The Great American Health Care Divide

In 1883, the authoritarian imperial government of Prince Otto von Bismarck – who famously declared, “It is not by speeches and majority votes that the great issues of our time will be decided…but by blood and iron” – established national health insurance for Germany.

The rationale for national health insurance is as clear now as it was to Bismarck 130 years ago. A country’s success – whether measured by the glory of its Kaiser, the expansion of its territory, the security of its borders, or the well-being of its population – rests on the health of its people.

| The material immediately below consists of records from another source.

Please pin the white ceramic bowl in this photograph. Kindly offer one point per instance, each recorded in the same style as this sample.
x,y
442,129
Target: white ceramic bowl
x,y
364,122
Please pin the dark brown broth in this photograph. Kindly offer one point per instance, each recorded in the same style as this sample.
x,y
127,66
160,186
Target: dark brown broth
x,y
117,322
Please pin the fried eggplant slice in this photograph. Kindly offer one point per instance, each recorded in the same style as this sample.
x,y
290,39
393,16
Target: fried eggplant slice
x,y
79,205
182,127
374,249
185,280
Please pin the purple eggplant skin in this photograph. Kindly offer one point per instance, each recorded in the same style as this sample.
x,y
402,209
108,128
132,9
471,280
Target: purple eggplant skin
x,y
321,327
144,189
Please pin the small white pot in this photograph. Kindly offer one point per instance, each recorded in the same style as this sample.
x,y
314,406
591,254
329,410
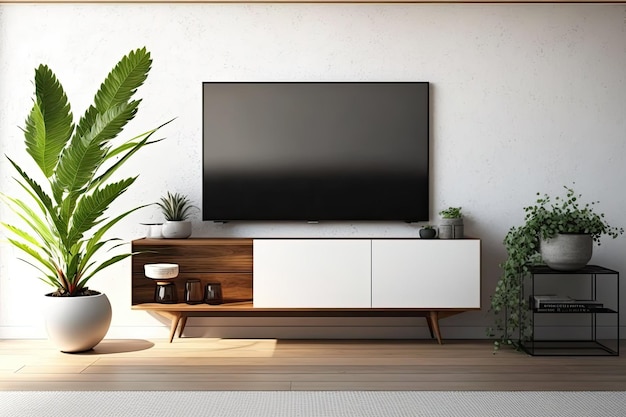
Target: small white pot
x,y
176,230
77,324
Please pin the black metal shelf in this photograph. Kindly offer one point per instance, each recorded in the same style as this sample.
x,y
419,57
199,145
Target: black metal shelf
x,y
595,331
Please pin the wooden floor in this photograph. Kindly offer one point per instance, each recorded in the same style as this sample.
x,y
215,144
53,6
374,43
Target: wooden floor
x,y
227,364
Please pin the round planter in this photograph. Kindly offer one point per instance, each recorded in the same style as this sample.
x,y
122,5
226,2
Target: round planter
x,y
451,229
567,252
176,229
77,324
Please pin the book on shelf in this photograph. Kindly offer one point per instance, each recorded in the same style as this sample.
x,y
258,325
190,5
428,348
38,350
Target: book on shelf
x,y
560,302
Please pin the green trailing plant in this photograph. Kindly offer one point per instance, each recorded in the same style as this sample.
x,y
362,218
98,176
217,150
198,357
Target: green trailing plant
x,y
543,220
175,207
65,220
451,213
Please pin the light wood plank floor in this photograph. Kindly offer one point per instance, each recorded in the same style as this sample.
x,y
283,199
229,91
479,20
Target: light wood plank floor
x,y
237,364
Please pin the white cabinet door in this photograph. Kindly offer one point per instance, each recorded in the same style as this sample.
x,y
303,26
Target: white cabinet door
x,y
426,273
312,273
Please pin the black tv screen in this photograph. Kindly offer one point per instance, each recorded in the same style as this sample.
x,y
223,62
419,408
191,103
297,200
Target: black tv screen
x,y
315,151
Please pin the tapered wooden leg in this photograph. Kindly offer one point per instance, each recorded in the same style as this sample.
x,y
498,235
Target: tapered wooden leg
x,y
433,324
183,322
174,325
430,326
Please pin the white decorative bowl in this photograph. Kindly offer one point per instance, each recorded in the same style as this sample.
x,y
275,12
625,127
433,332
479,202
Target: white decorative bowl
x,y
161,271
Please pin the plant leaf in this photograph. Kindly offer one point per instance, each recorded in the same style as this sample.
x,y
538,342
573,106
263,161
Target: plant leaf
x,y
49,124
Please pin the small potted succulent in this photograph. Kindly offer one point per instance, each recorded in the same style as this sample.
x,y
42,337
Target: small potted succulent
x,y
451,225
176,208
428,232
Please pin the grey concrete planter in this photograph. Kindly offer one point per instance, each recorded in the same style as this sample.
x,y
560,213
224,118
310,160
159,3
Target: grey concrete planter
x,y
567,252
451,228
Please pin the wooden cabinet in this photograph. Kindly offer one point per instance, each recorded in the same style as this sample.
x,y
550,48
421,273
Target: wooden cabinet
x,y
226,261
316,277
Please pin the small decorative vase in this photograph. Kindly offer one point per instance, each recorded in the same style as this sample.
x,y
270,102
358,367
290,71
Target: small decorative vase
x,y
77,324
451,228
567,251
176,229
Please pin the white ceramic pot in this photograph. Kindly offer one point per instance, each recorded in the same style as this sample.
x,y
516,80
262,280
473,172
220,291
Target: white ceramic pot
x,y
567,252
77,324
176,230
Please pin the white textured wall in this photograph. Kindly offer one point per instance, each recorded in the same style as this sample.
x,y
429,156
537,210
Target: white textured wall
x,y
525,98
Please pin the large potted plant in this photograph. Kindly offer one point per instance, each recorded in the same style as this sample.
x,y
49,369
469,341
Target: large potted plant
x,y
546,223
64,217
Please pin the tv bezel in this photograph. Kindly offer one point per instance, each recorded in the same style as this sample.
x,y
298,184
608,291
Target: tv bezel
x,y
424,215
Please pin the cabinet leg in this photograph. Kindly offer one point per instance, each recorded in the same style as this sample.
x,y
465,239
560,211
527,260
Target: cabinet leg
x,y
433,325
174,325
183,322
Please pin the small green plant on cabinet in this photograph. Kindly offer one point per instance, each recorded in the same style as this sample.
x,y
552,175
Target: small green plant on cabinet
x,y
175,207
543,220
451,213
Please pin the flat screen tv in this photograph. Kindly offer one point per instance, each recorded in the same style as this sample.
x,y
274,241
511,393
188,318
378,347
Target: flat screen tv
x,y
315,151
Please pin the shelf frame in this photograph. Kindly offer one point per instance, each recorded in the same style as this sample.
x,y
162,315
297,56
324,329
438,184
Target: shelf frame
x,y
593,346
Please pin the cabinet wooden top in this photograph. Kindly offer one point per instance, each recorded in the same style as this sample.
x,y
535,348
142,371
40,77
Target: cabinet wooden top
x,y
192,242
315,1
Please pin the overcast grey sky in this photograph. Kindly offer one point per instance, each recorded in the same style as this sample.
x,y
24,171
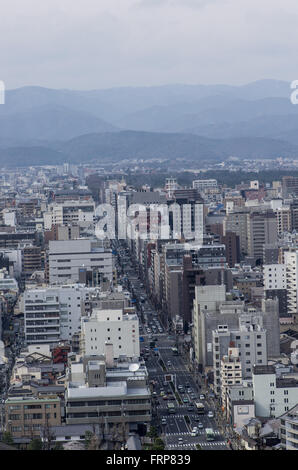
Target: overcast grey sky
x,y
88,44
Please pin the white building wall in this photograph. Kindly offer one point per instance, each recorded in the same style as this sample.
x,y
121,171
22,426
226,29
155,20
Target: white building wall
x,y
113,327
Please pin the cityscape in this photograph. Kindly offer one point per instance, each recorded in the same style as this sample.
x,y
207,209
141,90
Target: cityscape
x,y
148,230
142,342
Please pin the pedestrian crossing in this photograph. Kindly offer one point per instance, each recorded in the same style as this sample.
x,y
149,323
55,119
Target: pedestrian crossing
x,y
201,432
194,444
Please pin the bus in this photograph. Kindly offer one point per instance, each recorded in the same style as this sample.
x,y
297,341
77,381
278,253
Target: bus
x,y
209,434
171,407
200,408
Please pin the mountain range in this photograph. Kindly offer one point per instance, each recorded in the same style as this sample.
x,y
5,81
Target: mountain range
x,y
196,122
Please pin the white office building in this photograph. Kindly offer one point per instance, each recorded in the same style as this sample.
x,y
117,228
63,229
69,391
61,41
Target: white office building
x,y
67,257
53,314
274,393
110,326
79,212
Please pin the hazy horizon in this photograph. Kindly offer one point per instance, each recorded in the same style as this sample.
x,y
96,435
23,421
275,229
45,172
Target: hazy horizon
x,y
90,45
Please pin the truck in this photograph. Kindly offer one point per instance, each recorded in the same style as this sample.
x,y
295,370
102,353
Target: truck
x,y
171,407
200,408
210,436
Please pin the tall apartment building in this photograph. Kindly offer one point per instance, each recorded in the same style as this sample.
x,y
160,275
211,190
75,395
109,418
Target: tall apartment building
x,y
262,229
31,260
230,371
28,417
289,186
274,393
100,392
275,286
284,219
289,429
53,314
237,222
110,326
66,258
291,265
251,341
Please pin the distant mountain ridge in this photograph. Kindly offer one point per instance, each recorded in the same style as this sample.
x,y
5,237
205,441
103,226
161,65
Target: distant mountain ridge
x,y
172,121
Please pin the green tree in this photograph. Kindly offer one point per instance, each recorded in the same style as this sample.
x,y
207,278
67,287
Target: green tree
x,y
35,444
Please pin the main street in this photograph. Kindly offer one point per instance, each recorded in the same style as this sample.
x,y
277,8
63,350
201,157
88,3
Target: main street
x,y
157,350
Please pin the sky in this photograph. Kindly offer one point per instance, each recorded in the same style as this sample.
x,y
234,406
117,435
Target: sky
x,y
94,44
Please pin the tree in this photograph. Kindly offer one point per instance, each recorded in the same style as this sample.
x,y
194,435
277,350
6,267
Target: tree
x,y
152,432
35,444
7,438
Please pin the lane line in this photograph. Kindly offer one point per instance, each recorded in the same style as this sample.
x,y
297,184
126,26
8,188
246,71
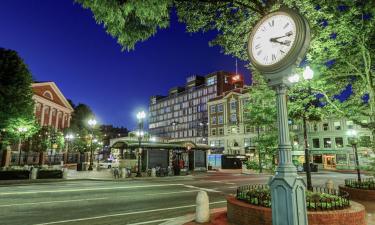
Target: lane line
x,y
87,189
92,199
153,221
125,214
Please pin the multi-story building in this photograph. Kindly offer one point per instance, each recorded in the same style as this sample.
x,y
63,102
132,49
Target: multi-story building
x,y
328,141
182,115
51,107
228,131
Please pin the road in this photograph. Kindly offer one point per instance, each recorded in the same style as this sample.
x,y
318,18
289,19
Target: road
x,y
132,202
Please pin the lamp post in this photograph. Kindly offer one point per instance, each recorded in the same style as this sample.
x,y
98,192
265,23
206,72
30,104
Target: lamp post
x,y
69,138
307,75
92,123
140,116
353,135
21,131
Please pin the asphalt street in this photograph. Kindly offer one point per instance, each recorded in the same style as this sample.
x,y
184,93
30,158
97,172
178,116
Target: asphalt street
x,y
131,202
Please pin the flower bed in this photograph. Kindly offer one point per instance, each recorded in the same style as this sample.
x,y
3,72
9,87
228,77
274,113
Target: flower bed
x,y
319,199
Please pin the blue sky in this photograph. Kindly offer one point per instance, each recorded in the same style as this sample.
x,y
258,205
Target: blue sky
x,y
61,42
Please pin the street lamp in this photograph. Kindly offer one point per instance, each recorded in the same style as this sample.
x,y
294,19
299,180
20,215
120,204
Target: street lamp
x,y
21,131
353,134
69,138
307,75
92,123
140,116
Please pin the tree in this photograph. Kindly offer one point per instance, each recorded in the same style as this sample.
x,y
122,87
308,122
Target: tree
x,y
16,103
341,50
261,113
304,106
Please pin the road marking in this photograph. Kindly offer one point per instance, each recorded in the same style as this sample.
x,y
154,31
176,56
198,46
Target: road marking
x,y
93,199
89,189
153,221
202,189
125,214
50,202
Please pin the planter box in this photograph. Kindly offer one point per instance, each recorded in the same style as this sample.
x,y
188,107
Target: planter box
x,y
49,174
241,213
359,194
14,175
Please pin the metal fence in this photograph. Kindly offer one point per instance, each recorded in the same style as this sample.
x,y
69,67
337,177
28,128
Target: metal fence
x,y
26,158
320,199
366,183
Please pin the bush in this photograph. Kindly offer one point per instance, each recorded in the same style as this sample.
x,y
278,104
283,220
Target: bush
x,y
252,165
14,175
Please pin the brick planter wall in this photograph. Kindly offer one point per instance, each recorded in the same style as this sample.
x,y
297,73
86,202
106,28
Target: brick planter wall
x,y
359,194
241,213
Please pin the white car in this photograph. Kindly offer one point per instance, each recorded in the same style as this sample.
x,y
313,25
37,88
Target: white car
x,y
108,164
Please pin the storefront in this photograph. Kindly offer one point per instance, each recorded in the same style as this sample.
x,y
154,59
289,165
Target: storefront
x,y
177,156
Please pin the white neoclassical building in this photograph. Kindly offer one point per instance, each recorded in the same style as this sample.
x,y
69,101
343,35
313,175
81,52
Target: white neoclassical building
x,y
51,107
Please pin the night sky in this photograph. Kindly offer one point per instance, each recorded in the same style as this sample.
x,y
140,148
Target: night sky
x,y
61,42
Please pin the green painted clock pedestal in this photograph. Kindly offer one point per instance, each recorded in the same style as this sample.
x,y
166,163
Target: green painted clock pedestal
x,y
287,188
276,45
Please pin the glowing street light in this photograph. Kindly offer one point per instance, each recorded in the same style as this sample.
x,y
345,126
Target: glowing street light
x,y
21,131
140,133
92,122
353,134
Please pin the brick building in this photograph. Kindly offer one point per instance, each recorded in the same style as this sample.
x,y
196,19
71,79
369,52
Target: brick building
x,y
51,107
182,115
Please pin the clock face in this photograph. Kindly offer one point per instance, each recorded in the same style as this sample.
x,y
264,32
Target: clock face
x,y
273,39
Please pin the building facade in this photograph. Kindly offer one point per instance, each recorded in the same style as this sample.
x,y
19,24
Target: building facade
x,y
182,115
329,144
328,141
228,131
51,107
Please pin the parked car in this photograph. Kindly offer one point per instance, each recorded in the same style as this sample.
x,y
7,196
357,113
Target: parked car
x,y
108,164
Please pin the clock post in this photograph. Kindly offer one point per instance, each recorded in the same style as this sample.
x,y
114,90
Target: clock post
x,y
286,50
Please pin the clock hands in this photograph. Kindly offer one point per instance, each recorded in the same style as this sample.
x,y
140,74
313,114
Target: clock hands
x,y
290,33
287,42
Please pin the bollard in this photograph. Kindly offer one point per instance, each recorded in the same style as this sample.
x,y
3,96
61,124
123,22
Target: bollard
x,y
123,173
330,185
153,172
202,213
34,173
65,173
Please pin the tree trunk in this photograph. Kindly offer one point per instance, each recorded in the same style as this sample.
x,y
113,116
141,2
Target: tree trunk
x,y
259,154
307,156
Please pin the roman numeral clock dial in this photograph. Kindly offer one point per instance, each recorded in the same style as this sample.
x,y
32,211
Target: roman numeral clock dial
x,y
272,39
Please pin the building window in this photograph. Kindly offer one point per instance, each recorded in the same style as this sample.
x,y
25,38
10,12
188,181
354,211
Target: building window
x,y
337,125
327,142
213,120
211,80
220,108
341,159
247,142
233,118
339,142
317,159
212,108
349,124
221,119
233,105
316,143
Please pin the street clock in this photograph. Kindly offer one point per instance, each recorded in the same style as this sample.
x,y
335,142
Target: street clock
x,y
277,44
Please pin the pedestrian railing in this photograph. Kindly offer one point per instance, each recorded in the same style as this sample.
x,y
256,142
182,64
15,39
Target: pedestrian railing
x,y
320,199
365,183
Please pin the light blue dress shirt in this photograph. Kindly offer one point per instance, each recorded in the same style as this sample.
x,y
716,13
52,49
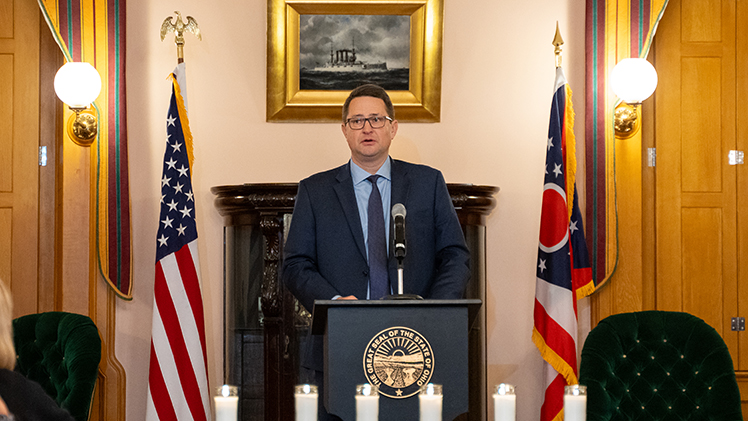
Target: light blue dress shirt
x,y
362,187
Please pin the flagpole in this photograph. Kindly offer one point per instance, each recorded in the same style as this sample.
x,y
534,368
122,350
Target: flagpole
x,y
558,42
179,27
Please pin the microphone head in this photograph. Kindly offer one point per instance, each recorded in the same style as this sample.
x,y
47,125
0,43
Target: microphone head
x,y
398,210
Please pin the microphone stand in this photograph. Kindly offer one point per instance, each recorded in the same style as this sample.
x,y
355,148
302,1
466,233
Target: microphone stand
x,y
400,295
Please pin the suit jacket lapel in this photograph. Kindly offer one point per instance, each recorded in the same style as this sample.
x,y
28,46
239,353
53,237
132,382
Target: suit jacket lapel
x,y
347,198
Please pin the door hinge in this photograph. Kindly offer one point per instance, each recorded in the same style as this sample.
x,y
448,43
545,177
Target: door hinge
x,y
737,324
736,158
651,157
42,156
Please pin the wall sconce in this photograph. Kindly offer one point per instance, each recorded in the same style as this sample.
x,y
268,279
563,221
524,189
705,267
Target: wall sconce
x,y
633,80
78,84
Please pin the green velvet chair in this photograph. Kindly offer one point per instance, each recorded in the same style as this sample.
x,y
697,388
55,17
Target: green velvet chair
x,y
60,351
658,365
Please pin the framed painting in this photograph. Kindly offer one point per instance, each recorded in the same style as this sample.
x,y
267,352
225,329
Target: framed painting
x,y
318,51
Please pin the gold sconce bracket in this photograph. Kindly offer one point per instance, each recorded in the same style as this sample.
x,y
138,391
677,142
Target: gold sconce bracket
x,y
82,126
627,120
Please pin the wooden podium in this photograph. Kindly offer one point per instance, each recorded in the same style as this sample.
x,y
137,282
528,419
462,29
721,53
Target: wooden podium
x,y
397,345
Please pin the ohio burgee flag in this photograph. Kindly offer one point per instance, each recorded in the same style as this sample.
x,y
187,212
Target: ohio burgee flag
x,y
563,269
178,377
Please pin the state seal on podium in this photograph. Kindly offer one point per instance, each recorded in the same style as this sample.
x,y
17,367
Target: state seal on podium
x,y
398,360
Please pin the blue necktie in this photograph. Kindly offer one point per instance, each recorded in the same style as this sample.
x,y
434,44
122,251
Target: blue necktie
x,y
378,279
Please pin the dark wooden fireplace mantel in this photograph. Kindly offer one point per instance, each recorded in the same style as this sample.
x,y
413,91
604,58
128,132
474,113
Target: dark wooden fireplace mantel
x,y
262,339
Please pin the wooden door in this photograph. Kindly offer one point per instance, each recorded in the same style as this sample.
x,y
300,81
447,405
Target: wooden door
x,y
699,118
19,140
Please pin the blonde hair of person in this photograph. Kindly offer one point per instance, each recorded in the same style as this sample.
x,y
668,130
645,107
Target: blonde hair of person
x,y
7,350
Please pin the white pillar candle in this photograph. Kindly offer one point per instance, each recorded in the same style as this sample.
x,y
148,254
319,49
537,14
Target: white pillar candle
x,y
367,403
430,402
306,396
575,403
504,403
226,403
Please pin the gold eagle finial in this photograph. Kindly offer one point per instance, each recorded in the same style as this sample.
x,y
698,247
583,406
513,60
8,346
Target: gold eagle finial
x,y
558,42
179,28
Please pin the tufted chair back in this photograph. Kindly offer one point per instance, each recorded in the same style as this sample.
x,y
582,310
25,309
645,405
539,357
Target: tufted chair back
x,y
60,351
658,365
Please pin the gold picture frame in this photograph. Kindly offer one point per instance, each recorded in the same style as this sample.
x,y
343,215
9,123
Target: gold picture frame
x,y
287,103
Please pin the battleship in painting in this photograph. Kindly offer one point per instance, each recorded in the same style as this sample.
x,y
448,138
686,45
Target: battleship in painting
x,y
344,60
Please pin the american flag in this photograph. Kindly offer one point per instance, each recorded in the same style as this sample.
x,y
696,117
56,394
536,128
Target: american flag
x,y
563,270
178,377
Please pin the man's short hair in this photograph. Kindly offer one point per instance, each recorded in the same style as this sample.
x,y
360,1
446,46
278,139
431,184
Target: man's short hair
x,y
371,90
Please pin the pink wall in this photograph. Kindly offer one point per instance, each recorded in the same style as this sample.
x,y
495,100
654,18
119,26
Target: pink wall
x,y
498,74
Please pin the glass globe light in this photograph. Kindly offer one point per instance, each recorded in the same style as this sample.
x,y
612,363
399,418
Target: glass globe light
x,y
77,84
633,80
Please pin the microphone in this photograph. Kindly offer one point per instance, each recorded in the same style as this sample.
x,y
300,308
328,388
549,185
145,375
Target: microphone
x,y
398,214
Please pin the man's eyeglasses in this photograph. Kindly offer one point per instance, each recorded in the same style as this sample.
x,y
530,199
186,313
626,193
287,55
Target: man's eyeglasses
x,y
358,123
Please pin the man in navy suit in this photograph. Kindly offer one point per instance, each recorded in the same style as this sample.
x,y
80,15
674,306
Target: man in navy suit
x,y
326,255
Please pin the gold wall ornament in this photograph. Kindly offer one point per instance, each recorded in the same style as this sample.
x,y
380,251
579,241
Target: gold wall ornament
x,y
179,28
557,42
626,120
82,126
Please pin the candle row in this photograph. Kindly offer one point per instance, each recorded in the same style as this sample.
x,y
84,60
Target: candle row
x,y
505,403
430,403
367,402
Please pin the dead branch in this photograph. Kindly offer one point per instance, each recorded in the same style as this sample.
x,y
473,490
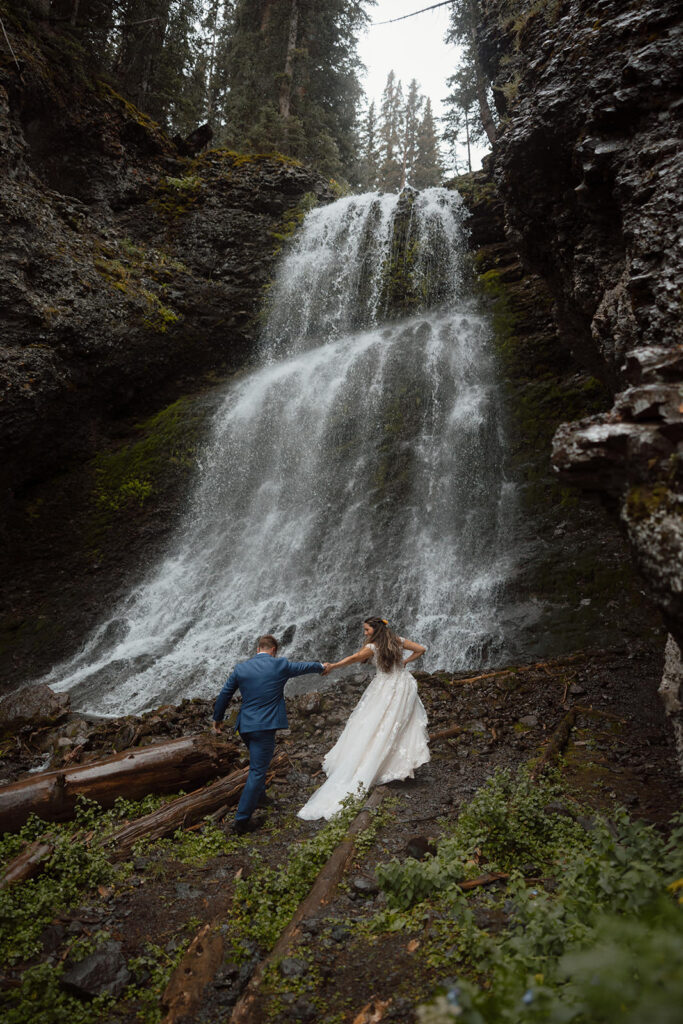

Serious illness can strike anyone, and seriously ill people, as a rule, do not earn much money. The longer the seriously ill are untreated, the more costly their eventual treatment and maintenance become.

Private savings, as a rule, can pay the costs of treatment only for the thrifty and the well-off. So, unless we adopt the view that those without ample savings who fall seriously ill should quickly die (and so decrease the surplus population), a country with national health insurance will be a wealthier and more successful country. These arguments were entirely convincing to Bismarck. They are equally convincing today.

On January 1, 2014, the United States will partly implement a law – the Affordable Care Act (ACA) – that will not establish national health insurance, but that will, according to projections by the Congressional Budget Office, reduce by almost one-half the number of people in the US without health insurance. Back in 2009, President Barack Obama could have proposed a program as comprehensive as the one initiated by Bismarck. Such a program could have allowed, encouraged, and made it affordable for uninsured Americans to obtain health insurance similar to what members of Congress have; or it simply could have expanded the existing Medicare system for those over 65 to cover all Americans.

Instead, Obama put his weight behind the complicated ACA. The reason, as it was explained to me back in 2009, was that the core of the ACA was identical to the plan that former Massachusetts Governor Mitt Romney had proposed and signed into law in that state in 2006: “ObamaCare” would be “RomneyCare” with a new coat of paint. With Romney the Republican Party’s presumptive nominee for the 2012 presidential election, few Republicans would be able to vote against what was their candidate’s signature legislative initiative as governor.

Thus, the US Congress, it was supposed, would enact the ACA with healthy and bipartisan majorities, and Obama would demonstrate that he could transcend Washington’s partisan gridlock.

We know how that worked out. Not a single Republican voted for the Affordable Care Act in the House of Representatives. One Republican senator – Olympia Snowe of Maine – voted for it in committee, but then switched sides, threatened to kill it via filibuster, and voted against its final passage.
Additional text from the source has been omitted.